Please look into counceling and work on the communication skills between the two of you. It's understandable that you would need alone time with your wife and your family. Your feeling overwhelmed and oversaturated and all your relationships are suffering. You NEED to be able to talk about this! Others here have said there are multiple relationships here and each need attention.
You and your wife
You and your wife's g/f (even as just a metamour)
The three of you together
Your wife and her g/f
You as an individual (and each of them as individuals)
Now add in each of the kids, etc
If sounds like the relationship between you and your wife has been overshadowed and neglected by the g/f.
I've been through the "OMG! Why is ___ always here. I want my house and family back. I never get to spend any time with you." Let me tell you, the emotional outburst/cut everything off usually doesn't work all that well
. Specifics work better and sometimes you have to just start with one or two changes and build and adjust from there. It's amazing how just getting one of your needs met (that are currently being neglected) can change your outlook on the situation and toward this other person.

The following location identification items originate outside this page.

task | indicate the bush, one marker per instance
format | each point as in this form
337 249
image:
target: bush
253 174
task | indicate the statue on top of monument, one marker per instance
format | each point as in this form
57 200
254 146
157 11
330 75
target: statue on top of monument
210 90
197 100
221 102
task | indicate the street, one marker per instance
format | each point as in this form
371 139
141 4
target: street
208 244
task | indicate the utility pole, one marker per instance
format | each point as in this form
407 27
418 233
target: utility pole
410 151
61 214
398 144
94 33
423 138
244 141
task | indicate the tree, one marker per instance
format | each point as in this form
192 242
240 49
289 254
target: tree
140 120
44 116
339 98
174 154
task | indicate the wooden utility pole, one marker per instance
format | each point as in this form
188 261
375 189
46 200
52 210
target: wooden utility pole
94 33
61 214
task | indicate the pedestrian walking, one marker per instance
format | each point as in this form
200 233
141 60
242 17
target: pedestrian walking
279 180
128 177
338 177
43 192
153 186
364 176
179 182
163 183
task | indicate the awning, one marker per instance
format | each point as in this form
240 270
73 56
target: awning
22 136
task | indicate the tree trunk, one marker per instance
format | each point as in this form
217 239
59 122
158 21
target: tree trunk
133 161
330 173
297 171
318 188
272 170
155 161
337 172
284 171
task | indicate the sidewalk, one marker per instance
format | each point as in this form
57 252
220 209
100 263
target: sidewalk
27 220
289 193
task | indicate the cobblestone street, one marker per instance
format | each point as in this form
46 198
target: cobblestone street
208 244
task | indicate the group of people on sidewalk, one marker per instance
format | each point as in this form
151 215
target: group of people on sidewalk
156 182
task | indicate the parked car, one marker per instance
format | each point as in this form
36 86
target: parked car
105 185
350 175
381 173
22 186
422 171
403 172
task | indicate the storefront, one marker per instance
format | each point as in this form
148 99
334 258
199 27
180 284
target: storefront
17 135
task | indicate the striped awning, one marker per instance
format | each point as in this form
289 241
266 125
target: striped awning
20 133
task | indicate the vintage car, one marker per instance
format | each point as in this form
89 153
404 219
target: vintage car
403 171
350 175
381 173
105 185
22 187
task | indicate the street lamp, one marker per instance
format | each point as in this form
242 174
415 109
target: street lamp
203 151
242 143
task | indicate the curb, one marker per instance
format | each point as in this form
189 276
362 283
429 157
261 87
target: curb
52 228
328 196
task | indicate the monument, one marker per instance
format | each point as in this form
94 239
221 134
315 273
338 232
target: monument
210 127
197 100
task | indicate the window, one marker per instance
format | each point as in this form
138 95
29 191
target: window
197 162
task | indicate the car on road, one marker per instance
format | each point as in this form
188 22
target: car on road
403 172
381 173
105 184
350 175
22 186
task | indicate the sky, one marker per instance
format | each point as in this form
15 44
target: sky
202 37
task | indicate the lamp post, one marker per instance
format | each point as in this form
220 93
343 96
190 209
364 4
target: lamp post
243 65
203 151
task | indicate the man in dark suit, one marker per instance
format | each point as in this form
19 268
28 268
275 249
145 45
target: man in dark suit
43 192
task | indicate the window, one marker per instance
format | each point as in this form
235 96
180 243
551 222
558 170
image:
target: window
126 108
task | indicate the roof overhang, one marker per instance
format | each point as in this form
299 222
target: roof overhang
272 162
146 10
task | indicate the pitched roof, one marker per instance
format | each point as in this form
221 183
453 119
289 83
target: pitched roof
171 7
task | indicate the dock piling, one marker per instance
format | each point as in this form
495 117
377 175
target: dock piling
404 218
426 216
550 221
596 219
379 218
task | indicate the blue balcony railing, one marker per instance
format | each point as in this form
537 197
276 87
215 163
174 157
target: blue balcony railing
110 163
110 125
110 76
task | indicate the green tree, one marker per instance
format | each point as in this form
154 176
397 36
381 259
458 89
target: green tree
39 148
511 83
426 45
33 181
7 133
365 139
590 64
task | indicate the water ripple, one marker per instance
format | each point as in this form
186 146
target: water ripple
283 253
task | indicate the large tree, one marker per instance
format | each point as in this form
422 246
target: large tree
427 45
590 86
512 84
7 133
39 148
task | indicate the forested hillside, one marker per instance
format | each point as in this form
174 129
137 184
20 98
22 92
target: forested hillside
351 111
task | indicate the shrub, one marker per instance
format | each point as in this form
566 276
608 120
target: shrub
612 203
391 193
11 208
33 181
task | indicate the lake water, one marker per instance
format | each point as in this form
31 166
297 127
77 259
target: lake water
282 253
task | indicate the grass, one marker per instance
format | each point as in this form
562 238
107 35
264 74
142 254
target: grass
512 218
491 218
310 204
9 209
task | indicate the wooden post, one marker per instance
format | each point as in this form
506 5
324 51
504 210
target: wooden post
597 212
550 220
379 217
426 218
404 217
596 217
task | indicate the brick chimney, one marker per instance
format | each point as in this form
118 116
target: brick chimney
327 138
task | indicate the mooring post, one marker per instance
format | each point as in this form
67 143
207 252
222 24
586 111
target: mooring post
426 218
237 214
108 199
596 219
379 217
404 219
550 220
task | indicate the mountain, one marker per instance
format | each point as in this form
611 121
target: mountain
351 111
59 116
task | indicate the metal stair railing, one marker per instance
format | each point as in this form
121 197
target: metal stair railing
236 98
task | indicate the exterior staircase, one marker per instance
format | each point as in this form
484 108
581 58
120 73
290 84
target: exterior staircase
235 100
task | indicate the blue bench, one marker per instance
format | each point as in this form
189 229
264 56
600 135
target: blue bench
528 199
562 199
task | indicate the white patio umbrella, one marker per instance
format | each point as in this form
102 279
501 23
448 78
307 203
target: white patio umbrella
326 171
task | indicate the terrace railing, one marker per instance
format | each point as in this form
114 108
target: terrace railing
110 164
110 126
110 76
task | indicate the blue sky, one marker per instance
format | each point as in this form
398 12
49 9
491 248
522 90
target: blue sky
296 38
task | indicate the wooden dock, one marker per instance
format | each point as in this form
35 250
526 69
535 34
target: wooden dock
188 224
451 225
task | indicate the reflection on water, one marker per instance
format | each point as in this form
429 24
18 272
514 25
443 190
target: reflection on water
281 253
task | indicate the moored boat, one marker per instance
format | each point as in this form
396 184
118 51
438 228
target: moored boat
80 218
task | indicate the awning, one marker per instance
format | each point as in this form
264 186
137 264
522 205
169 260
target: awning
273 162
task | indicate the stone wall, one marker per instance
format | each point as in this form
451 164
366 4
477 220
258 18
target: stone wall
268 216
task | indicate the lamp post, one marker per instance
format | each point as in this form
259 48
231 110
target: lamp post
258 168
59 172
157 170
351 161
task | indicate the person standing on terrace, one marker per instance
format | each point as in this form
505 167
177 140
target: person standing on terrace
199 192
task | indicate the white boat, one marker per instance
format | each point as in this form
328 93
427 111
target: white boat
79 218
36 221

Not sure how old your kids are, but as they get involved in 500 activities, even in a mono relationship, scheduling and communication are key. Set a schedule for a weekly date night between you and your wife. Set 3 days that are just "your family". How many days a week do you NEED your house to be visitor free? I can't handle constant company either, but even worse is coming home to find people in my house after work. I don't like surprises, give me a couple hours warning and I do much better. Do you have other activities you are involved with, that are just for you?
A number of years ago, things got so bad that every time I tried to plan a family vacation, my husband would invite this other family with out even discussing it with me. All of a sudden they were coming with us. I finally got fed up with it and had to preface every vacation planning with "this is just for the 4 of us". He got the clue and now I don't have to make that statement anymore.